Setelah itu, Komodor (U) Suryadi Suryadarma mengambil inisiatif mengirimkan 13 orang ke Kalimantan, dua di antaranya merupakan teknisi radio dari AURI, Hari Hadi Sumantri dan FM Soejoto. Sedangkan 11 orang lainnya merupakan putra Kalimantan. Kesebelas putra kalimantan itu adalah Iskandar sebagai pimpinan pasukan, Ahmad Kosasih, Bachri, J Bitak, C Williem, Imanuel, Amirudin, Ali Akbar, M Dahlan, JH Darius, dan Marawi.

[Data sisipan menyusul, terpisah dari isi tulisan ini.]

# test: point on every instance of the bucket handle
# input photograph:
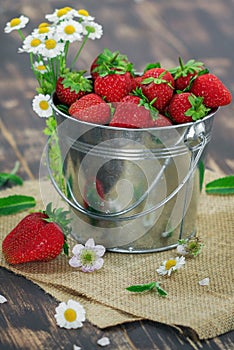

Ke-13 orang itu kemudian diterjunkan di Desa Sambi, Kotawaringin Barat, Kalimantan Tengah pada 17 Oktober 1947. Mereka diterjunkan dengan menggunakan pesawat C-47 Dakota RI-002.
“Setelah mendarat dengan selamat, mereka kemudian menghadapi pasukan Belanda yang tengah melangsungkan Agresi Militer I. Saat itu Belanda berupaya untuk merebut seluruh wilayah jajahan mereka termasuk bandara yang didirikan Jepang yang berhasil direbut Indonesia,” ceritanya.
Dalam perang itu, tiga dari 13 orang yang diterjunkan tewas. Sementara sisanya ditawan oleh Belanda.
Iskandar termasuk salah satu yang tewas dalam pertempuran itu. Sehingga namanya diabadikan menjadi nama lanud ini sebagai sebuah bentuk penghormatan kepadanya. Selain itu, dua buah patung dirinya juga didirikan yakni di pintu gerbang masuk Lanud Iskandar dan di Desa Sambi.
Johnson mengatakan, pesawat Dakota yang digunakan oleh ke-13 penerjun itu akhirnya juga dijadikan monumen. Monumen tersebut berdiri di kawasan Bundaran Pancasila, Kotawaringin Barat yang berjarak sekitar empat kilometer dari Lanud Iskandar.
“Itu (Dakota) pesawat asli. Setiap tahun kita melakukan perawatan agar tetap bersih dan tidak rusak,” katanya.
Semetara, ia menambahkan, tanggal penerjunan ke-13 orang itu dijadikan sebagai hari lahirnya Pasukan Gerak Tjepat (PGT) TNI AU, yang kemudian namanya berubah menjadi Kopaskhas AU.
PGT atau Kopaskhas merupakan salah satu pasukan elit yang dimiliki TNI. Kepiawaian mereka dalam merebut landasan udara di Pangkalan Bun ini, menjadikan nama mereka sebagai nama salah satu pasukan elit yang disegani dunia.